Suicide Squad: Hell to Pay (2018)

It’ll take more than a bad movie to bring the “Suicide Squad” down. Deep down there’s still a great movie to be made with this concept. “Assault on Arkham” showed it, and “Hell to Pay” proves it. You don’t have to make this group the center of the DC Universe fighting massive gods. They can just be super powered thugs doing the slimy stuff like stealing Lex Luthor’s chunk of Kryptonite, or breaking in to Batman’s fortress to steal incriminating evidence he has to bring down Amanda Waller. Something neat in the same vein happens in “Hell to Pay” when the group are assigned to track down a maguffin that is both silly and clever.

After the first Suicide Squad proved troublesome, Amanda Waller is pushed in to a corner and decides to re-assemble a new group of super villains, all of whom have to learn to work together.
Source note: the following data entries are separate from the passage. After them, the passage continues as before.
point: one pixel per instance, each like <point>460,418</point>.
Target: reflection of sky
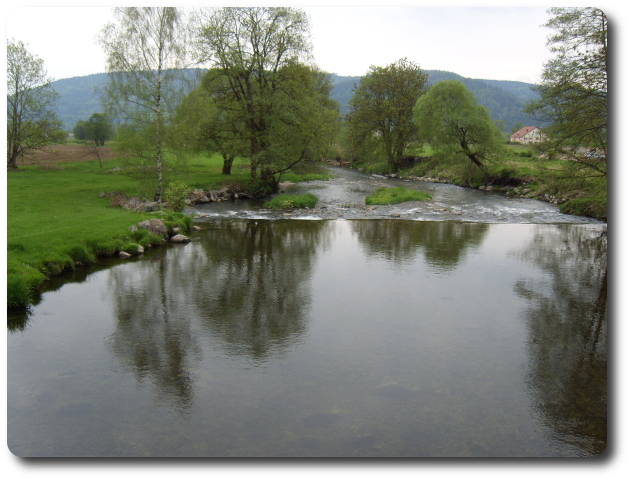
<point>452,341</point>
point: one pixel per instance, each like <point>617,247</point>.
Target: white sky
<point>493,43</point>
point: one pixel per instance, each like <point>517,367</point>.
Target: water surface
<point>323,338</point>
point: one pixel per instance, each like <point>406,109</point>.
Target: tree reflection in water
<point>567,328</point>
<point>444,244</point>
<point>248,285</point>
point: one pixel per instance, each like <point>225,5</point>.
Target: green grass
<point>286,202</point>
<point>520,167</point>
<point>56,221</point>
<point>390,196</point>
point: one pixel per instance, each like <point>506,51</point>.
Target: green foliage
<point>287,202</point>
<point>381,110</point>
<point>19,292</point>
<point>574,90</point>
<point>175,196</point>
<point>278,107</point>
<point>450,120</point>
<point>79,253</point>
<point>596,207</point>
<point>31,120</point>
<point>390,196</point>
<point>144,51</point>
<point>97,129</point>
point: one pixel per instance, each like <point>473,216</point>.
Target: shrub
<point>175,196</point>
<point>287,202</point>
<point>389,196</point>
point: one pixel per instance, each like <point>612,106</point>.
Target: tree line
<point>261,98</point>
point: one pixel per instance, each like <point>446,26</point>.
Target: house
<point>528,135</point>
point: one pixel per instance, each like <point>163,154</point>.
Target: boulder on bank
<point>155,226</point>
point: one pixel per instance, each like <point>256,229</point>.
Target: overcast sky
<point>492,43</point>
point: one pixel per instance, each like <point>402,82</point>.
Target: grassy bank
<point>391,196</point>
<point>518,173</point>
<point>56,221</point>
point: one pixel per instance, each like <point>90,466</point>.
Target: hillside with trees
<point>504,99</point>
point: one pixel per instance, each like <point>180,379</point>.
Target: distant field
<point>64,154</point>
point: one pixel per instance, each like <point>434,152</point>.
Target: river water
<point>326,335</point>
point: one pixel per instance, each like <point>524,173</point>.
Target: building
<point>527,135</point>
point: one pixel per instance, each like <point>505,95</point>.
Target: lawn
<point>57,221</point>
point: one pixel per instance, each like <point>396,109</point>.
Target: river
<point>335,332</point>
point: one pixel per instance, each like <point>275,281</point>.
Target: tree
<point>574,89</point>
<point>200,124</point>
<point>381,110</point>
<point>97,129</point>
<point>31,122</point>
<point>449,118</point>
<point>517,126</point>
<point>144,51</point>
<point>250,51</point>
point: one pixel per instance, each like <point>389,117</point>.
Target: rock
<point>180,239</point>
<point>155,226</point>
<point>148,207</point>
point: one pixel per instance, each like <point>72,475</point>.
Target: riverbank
<point>59,216</point>
<point>519,174</point>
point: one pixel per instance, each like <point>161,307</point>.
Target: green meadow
<point>56,220</point>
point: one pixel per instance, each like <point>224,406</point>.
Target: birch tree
<point>31,122</point>
<point>144,50</point>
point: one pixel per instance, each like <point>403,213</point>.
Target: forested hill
<point>503,99</point>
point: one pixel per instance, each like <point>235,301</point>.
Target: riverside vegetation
<point>56,220</point>
<point>521,171</point>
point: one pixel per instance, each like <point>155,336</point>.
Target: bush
<point>390,196</point>
<point>175,196</point>
<point>287,202</point>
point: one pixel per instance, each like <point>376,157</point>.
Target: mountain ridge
<point>504,99</point>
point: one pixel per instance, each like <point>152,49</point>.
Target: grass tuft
<point>287,202</point>
<point>390,196</point>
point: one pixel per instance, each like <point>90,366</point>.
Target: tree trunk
<point>227,165</point>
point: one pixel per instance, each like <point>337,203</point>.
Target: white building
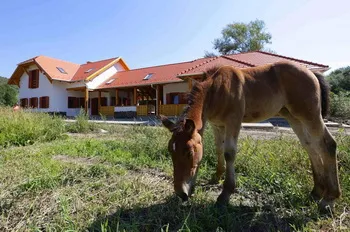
<point>110,88</point>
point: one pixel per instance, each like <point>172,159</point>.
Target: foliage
<point>240,37</point>
<point>122,181</point>
<point>8,93</point>
<point>340,105</point>
<point>339,80</point>
<point>20,128</point>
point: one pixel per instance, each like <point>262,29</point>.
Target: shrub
<point>20,128</point>
<point>340,105</point>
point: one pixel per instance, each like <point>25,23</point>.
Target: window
<point>61,70</point>
<point>89,70</point>
<point>44,102</point>
<point>103,101</point>
<point>148,76</point>
<point>33,102</point>
<point>110,81</point>
<point>72,102</point>
<point>33,79</point>
<point>176,98</point>
<point>24,102</point>
<point>76,102</point>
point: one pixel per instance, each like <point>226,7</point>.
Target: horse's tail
<point>324,94</point>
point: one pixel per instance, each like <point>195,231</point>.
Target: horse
<point>228,96</point>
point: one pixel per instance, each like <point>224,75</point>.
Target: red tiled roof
<point>72,71</point>
<point>82,73</point>
<point>51,65</point>
<point>160,74</point>
<point>257,58</point>
<point>169,73</point>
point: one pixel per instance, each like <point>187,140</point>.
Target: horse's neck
<point>196,111</point>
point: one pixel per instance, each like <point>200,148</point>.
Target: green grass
<point>22,128</point>
<point>122,181</point>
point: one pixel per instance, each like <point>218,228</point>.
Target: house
<point>109,87</point>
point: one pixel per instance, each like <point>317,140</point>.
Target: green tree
<point>339,80</point>
<point>241,37</point>
<point>8,93</point>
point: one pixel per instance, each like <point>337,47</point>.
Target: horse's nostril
<point>183,196</point>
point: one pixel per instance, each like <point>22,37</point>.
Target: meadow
<point>55,180</point>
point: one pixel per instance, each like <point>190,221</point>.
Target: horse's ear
<point>189,126</point>
<point>167,123</point>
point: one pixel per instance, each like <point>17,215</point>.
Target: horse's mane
<point>196,94</point>
<point>210,72</point>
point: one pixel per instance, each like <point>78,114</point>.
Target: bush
<point>20,128</point>
<point>340,105</point>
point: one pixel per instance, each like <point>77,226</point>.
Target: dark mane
<point>211,71</point>
<point>195,95</point>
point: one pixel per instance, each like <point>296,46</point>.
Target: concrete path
<point>155,122</point>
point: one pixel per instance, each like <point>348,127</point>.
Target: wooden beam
<point>157,100</point>
<point>116,97</point>
<point>189,84</point>
<point>86,101</point>
<point>76,89</point>
<point>99,101</point>
<point>135,96</point>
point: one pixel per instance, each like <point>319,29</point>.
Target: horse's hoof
<point>315,197</point>
<point>223,199</point>
<point>326,207</point>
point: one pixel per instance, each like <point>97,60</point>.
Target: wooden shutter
<point>113,101</point>
<point>71,102</point>
<point>24,102</point>
<point>30,80</point>
<point>103,101</point>
<point>76,102</point>
<point>33,81</point>
<point>44,102</point>
<point>183,98</point>
<point>168,99</point>
<point>81,102</point>
<point>34,102</point>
Shocking enough, though Batman is mentioned, none of the major DC superheroes are here to be used as a crutch, because the writers do such a good job of cobbling together a ragtag group of super baddies that pack immense chemistry. The only surviving member of the original Suicide Squad (or Task Force X), Deadshot, is brought back in to the fold, and teamed with martial artist Bronze Tiger, Captain Boomerang, Killer Frost, the snake man Copperhead, and your favorite and mine: Harley Quinn.
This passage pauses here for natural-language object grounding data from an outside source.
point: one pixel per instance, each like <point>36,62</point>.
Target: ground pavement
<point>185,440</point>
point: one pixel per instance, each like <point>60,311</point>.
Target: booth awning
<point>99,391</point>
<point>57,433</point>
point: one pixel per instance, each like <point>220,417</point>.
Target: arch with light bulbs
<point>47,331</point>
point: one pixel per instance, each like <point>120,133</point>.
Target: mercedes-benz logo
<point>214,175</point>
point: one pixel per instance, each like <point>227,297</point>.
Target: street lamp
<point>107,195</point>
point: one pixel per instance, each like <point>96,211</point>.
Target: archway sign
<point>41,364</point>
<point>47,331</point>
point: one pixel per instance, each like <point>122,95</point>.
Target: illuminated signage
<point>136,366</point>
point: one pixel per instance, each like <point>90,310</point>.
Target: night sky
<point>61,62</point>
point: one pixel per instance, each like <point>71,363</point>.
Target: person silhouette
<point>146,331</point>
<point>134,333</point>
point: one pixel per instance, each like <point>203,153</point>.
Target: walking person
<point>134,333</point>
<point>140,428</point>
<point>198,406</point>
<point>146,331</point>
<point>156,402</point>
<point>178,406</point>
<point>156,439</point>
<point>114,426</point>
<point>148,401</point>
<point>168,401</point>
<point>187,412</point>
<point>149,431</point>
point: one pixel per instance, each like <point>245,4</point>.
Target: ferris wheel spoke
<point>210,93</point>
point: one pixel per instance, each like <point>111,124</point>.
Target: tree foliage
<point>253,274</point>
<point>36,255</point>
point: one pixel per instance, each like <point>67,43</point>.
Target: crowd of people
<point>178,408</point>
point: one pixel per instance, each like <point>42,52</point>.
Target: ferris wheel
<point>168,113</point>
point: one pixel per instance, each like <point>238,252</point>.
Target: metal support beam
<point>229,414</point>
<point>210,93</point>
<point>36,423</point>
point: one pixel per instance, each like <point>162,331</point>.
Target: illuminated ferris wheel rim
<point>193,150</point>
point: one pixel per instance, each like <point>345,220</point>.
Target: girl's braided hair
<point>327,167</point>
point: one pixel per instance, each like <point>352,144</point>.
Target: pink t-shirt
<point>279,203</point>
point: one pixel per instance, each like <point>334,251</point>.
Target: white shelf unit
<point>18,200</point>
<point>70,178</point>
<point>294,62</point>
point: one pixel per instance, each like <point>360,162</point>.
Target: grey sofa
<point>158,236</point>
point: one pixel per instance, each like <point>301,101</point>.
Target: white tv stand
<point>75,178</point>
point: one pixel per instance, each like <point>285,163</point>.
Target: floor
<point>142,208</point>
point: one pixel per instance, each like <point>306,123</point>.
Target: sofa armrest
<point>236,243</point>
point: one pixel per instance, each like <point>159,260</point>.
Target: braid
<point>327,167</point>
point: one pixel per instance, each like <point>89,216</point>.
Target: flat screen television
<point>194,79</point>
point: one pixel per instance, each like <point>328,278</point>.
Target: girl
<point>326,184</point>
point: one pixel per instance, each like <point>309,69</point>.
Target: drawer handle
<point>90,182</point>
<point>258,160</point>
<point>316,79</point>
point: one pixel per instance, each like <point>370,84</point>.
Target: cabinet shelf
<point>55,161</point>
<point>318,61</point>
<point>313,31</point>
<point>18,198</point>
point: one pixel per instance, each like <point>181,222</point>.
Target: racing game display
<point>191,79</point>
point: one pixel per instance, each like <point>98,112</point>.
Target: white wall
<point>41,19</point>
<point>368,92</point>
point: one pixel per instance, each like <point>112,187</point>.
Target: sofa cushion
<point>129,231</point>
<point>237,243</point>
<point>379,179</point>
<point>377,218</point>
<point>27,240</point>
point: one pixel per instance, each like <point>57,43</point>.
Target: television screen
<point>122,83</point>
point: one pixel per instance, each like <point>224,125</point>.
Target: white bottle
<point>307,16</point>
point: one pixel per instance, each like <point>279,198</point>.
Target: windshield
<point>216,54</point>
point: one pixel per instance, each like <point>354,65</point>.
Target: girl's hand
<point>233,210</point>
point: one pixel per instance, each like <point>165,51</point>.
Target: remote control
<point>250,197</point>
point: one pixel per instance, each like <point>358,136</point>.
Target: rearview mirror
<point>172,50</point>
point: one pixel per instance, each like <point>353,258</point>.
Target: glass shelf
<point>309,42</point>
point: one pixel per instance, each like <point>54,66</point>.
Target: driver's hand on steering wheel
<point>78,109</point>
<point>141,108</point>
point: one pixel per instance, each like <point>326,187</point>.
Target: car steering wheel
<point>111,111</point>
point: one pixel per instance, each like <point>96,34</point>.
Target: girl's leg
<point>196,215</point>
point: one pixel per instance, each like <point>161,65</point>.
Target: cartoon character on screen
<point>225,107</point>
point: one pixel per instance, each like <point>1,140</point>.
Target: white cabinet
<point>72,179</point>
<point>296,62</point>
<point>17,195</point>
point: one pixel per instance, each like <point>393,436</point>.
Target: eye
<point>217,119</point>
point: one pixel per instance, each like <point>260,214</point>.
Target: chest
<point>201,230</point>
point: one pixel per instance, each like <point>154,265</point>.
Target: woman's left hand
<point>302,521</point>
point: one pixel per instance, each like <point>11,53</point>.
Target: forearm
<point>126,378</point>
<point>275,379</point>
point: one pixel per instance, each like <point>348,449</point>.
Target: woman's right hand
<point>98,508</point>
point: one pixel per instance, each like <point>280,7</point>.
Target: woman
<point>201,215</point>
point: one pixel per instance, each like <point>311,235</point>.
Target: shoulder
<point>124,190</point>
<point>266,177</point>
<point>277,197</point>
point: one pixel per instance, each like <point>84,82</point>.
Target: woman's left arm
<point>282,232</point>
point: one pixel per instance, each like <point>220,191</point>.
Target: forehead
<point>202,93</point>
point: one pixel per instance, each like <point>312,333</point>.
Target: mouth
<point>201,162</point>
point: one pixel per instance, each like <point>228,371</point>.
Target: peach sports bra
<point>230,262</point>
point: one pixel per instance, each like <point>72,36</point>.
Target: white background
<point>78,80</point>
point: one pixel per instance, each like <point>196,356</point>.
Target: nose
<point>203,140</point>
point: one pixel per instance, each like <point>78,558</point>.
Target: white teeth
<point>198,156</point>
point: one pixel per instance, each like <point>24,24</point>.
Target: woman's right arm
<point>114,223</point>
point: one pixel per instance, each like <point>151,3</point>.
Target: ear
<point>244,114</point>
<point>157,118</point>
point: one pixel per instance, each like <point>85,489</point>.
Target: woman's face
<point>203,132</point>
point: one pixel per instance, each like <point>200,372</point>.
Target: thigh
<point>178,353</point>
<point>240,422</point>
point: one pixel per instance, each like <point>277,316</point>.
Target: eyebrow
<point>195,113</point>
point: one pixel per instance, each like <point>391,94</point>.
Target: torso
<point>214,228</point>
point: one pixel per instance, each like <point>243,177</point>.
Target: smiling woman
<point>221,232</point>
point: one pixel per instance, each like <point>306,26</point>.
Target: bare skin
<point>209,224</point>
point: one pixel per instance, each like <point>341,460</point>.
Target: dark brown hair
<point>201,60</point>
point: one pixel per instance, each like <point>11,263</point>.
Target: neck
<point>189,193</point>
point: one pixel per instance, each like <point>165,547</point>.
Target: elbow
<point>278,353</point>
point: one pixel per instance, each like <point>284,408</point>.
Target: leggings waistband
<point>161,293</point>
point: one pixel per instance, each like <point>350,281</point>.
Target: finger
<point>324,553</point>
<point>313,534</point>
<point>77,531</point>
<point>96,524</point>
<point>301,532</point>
They’re tasked with tracking down the holder of a mystical item that can grant someone an entrance in to heaven, and a lot of people are after it. This includes Captain Zoom, whose own powers are destroying his body. “Hell to Pay” is a quick, brisk, and fun action movie with a ton of sleazy humor and a decidedly adult tone. The team members in Task Force X are slime balls, all of whom have mixed morals and kill people like it’s a bodily function. This is the Suicide Squad I was hoping for, the kind that work well together but are always a step away from turning around and stabbing one another in the back. The cast are dynamic with Vanessa Williams doing solid work as Waller, while Christian Slater is top notch as Deadshot. I’d be remiss if I didn’t mention C. Thomas Howell’s slimy turn as Zoom. The follow up to “Assault on Arkham” is a great return to form for our beloved DC scum: Task Force X.